Volker Markl is a Full Professor and Chair of the Database Systems and Information Management (DIMA) group at the Technische Universitat Berlin (TU Berlin), director of the research group “Intelligent Analysis of Massive Data” at the German Research Center for Artificial Intelligence (DFKI), and speaker of the Berlin Big Data Center (BBDC). Earlier in his career, Dr. Markl lead a research group at FORWISS, the Bavarian Research Center for Knowledge-based Systems in Munich, Germany, and was a Research Staff member & Project Leader at the IBM Almaden Research Center in San Jose, California, USA. Dr. Markl has published numerous research papers on indexing, query optimization, lightweight information integration, and scalable data processing. He holds 19 patents, has transferred technology into several commercial products, and advises several companies and startups. He has been speaker and principal investigator of the Stratosphere research project that resulted in the “Apache Flink” big data analytics system. He serves as the President-Elect of the VLDB Endowment and was elected as one of Germany’s leading Digital Minds (Digitale Köpfe) by the German Informatics (GI) Society. Most recently, Volker and his team earned an ACM SIGMOD Research Highlight Award 2016 for their work on “Implicit Parallelism Through Deep Language Embedding.” Volker Markl and his team earned an ACM SIGMOD Research Highlight Award 2016 for their work on implicit parallelism through deep language embedding.

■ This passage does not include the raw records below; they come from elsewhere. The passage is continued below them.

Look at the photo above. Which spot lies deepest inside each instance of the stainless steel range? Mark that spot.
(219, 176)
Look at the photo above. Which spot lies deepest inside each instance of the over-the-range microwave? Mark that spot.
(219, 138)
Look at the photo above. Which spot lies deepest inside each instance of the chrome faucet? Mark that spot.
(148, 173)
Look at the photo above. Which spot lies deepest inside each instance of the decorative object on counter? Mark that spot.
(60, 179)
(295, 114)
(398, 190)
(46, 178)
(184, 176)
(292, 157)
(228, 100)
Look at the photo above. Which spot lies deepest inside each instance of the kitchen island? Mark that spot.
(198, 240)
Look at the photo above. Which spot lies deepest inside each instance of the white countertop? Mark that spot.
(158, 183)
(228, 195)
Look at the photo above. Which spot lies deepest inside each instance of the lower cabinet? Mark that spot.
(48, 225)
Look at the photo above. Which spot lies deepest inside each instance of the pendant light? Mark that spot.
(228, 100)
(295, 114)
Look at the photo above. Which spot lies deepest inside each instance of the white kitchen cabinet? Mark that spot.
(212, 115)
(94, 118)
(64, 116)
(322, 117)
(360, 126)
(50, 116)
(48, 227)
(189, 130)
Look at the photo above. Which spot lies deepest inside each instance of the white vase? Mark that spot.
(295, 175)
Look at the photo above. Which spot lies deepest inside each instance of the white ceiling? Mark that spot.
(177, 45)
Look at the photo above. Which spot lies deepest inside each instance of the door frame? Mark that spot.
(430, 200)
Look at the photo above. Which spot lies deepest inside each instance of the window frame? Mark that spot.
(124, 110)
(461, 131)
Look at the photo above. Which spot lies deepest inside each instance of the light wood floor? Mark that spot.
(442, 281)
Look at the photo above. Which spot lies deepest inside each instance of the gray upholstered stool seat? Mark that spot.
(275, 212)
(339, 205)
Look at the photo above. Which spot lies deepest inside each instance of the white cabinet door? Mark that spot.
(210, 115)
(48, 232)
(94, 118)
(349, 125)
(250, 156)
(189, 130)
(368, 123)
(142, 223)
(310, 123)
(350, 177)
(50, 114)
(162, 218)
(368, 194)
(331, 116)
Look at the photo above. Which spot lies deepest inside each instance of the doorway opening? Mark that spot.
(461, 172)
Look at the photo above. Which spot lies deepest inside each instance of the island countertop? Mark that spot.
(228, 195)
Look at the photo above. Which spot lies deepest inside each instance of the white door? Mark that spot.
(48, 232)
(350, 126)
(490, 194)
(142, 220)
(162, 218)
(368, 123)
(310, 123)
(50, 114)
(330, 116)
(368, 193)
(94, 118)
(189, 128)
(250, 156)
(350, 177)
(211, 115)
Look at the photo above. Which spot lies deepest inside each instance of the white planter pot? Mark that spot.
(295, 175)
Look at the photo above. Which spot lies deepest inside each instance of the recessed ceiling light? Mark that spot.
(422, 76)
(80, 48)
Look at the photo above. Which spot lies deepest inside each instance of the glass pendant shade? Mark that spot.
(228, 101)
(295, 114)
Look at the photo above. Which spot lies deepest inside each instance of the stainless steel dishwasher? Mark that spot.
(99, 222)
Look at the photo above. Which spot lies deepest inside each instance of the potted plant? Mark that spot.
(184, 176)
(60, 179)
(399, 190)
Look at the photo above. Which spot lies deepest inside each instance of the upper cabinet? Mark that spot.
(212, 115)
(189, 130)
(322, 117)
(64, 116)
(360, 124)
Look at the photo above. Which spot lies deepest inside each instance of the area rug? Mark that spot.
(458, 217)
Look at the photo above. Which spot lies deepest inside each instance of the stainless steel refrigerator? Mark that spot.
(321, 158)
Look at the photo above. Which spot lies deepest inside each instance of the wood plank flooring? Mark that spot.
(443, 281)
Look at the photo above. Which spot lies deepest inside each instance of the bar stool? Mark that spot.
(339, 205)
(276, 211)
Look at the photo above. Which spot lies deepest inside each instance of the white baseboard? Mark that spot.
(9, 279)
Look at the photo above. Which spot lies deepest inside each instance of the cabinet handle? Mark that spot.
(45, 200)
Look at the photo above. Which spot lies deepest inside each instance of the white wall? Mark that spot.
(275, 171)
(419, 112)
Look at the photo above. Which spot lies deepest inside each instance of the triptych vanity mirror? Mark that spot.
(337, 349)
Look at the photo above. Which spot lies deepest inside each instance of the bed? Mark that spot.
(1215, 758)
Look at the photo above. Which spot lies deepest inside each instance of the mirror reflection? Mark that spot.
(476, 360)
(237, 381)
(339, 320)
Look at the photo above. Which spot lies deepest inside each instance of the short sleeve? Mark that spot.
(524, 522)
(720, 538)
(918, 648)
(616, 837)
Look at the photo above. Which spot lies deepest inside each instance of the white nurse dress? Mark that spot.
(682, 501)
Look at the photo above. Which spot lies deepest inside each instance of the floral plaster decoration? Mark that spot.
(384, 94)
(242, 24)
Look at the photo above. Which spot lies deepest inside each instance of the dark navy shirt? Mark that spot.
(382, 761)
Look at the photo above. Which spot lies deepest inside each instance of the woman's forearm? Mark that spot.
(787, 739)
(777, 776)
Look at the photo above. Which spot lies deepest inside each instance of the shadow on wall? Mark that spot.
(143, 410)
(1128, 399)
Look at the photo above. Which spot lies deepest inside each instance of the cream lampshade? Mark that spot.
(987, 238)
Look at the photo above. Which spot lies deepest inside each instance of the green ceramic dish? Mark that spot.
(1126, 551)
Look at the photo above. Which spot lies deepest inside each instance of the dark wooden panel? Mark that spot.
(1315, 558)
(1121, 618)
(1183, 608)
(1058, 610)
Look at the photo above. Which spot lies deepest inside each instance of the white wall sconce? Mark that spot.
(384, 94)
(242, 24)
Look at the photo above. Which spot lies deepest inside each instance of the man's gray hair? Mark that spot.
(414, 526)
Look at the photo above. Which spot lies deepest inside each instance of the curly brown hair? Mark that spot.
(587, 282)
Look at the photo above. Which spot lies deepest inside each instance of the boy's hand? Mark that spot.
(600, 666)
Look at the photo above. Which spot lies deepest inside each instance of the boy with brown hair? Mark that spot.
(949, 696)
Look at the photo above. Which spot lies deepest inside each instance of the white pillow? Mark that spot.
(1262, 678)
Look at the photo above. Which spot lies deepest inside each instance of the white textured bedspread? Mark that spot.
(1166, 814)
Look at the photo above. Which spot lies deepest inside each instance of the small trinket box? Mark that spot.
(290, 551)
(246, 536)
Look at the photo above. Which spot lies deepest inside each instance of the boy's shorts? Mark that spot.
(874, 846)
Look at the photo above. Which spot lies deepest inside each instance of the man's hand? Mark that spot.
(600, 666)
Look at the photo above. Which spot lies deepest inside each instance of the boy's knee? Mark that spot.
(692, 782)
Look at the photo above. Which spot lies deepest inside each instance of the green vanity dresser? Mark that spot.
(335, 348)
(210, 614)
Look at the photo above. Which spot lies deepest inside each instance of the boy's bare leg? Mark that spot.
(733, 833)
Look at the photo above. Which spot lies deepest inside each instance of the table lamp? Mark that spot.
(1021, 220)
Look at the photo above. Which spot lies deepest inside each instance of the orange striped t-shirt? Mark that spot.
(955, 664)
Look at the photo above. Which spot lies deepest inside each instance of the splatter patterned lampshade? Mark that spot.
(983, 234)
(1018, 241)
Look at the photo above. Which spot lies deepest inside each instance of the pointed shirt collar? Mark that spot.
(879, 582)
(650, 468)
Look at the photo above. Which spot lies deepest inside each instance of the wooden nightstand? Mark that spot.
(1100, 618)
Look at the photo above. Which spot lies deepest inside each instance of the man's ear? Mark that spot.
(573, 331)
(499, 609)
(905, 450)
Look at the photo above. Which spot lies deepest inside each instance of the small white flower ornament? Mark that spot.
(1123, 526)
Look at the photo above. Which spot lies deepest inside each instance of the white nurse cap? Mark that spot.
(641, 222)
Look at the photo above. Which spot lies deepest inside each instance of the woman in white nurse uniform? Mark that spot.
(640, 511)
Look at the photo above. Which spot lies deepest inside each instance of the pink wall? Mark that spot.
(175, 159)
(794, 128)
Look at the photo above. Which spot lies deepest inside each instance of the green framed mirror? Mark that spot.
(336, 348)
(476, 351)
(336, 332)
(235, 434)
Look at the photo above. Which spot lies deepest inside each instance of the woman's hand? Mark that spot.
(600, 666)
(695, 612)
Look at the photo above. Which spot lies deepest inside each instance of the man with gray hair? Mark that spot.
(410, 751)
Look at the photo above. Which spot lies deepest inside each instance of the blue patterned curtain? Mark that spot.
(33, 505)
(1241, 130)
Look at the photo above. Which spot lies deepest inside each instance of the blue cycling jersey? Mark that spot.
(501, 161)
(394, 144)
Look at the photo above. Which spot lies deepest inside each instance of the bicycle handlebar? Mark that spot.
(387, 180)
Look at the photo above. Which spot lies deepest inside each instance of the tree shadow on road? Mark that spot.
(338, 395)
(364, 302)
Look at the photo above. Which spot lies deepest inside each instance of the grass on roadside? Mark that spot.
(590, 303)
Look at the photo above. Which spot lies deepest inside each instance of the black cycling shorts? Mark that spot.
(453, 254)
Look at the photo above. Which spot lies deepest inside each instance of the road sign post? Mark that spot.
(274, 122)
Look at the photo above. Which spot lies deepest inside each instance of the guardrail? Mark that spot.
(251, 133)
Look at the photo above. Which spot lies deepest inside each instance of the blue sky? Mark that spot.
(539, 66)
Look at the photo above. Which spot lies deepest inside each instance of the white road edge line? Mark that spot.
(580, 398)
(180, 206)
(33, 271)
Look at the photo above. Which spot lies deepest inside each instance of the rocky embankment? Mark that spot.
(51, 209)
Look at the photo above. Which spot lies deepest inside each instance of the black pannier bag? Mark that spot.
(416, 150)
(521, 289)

Big Data Management and Apache Flink: Key Challenges and (Some) Solutions
The shortage of qualified data scientists is effectively limiting Big Data from fully realizing its potential to deliver insight and provide value for scientists, business analysts, and society as a whole. In order to remedy this situation, we believe that novel technologies that draw on the concepts of declarative languages, query optimization, automatic parallelization and hardware adaptation are necessary. In this talk, we will discuss several aspects of our research in this area, including results in how to optimize iterative data flow programs, optimistic fault-tolerance, and steps toward a deep language embedding of advanced data analysis programs. We will also discuss how our research activities have led to Apache Flink, an open-source big data analytics system, which by now has become a major data processing engine in the Apache Big Data Stack, used in a variety of applications by academia and industry.